This is an epic week for science in Brisbane! Lots of experts are in town for the World Science Festival. The astrophysics group from my uni, the University of Queensland, had lunch today with Josh Frieman (from Chicago) and Douglass Scott (from Vancouver). I had a great time.
Frieman is the director of the Dark Energy Survey (DES), a large international collaboration which is mapping the skies to measure the expansion of the universe by dark energy. Probably every local at lunch except me was a member of either the Australian version “AusDES”, and/or the Australian astrophysics organisation “CAASTRO” which also shouted lunch incidentally. (My research in relativity is a little different from these groups, being more theoretical, but they are the closest I have to a research community here, and so I was very happy to be invited! A big thank-you to Tamara who is conscientious about that.)
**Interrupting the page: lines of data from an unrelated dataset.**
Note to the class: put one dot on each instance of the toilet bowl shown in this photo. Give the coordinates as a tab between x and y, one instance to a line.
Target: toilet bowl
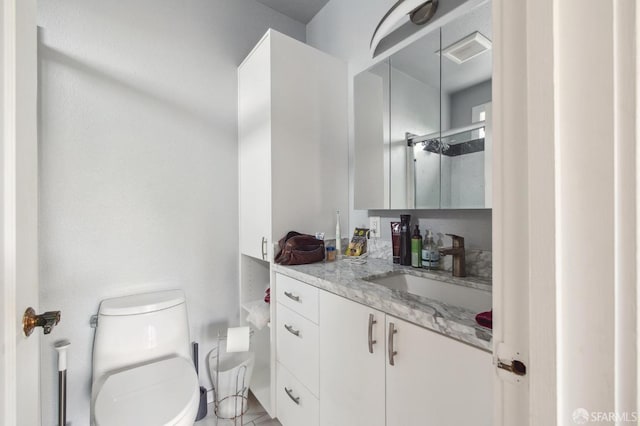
143	374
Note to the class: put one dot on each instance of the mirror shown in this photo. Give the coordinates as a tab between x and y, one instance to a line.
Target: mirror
423	121
371	127
415	111
466	111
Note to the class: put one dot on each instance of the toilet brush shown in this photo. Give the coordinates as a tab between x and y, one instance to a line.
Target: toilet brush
202	408
61	347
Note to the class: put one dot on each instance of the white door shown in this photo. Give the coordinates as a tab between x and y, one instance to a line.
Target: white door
565	177
351	363
20	368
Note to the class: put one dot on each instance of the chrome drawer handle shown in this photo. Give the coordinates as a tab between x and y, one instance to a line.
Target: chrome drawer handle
291	330
371	341
292	297
295	399
392	353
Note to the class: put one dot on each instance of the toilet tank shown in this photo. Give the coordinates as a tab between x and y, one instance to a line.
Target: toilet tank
137	329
I had a good chat with Douglas, whom I was sitting next to. He shared with the table about one of his students who is studying modified gravity theories (that is, other than Einstein’s general relativity), and how every 3 months he knocks on Douglas’ door with another discovery about why general relativity is superior. He generously asked me about my research, and I explained my analysis of distances in relativity, though it might sound trivial. I also mentioned black hole volumes and new coordinate system(s) I had discovered, and that just recently I had been learning about rotating black holes to potentially extend these results to that situation, which I believe no-one has done before apart from a few specific cases.
While Josh (Frieman) is in town for the science festival, Douglas is in Australia to visit a couple of universities. It also turned out he’s going to a music festival tonight, and I joked that his real ulterior motive had come out! He admitted he once gave a talk at Caltech partly because his favourite band was playing in Los Angeles. Tamara left for the science festival. I had a haircut this morning, thinking I should clean up in case I met some of the celebrity physicists in town but, as you can see from the top photo, a shave was beyond me at this point.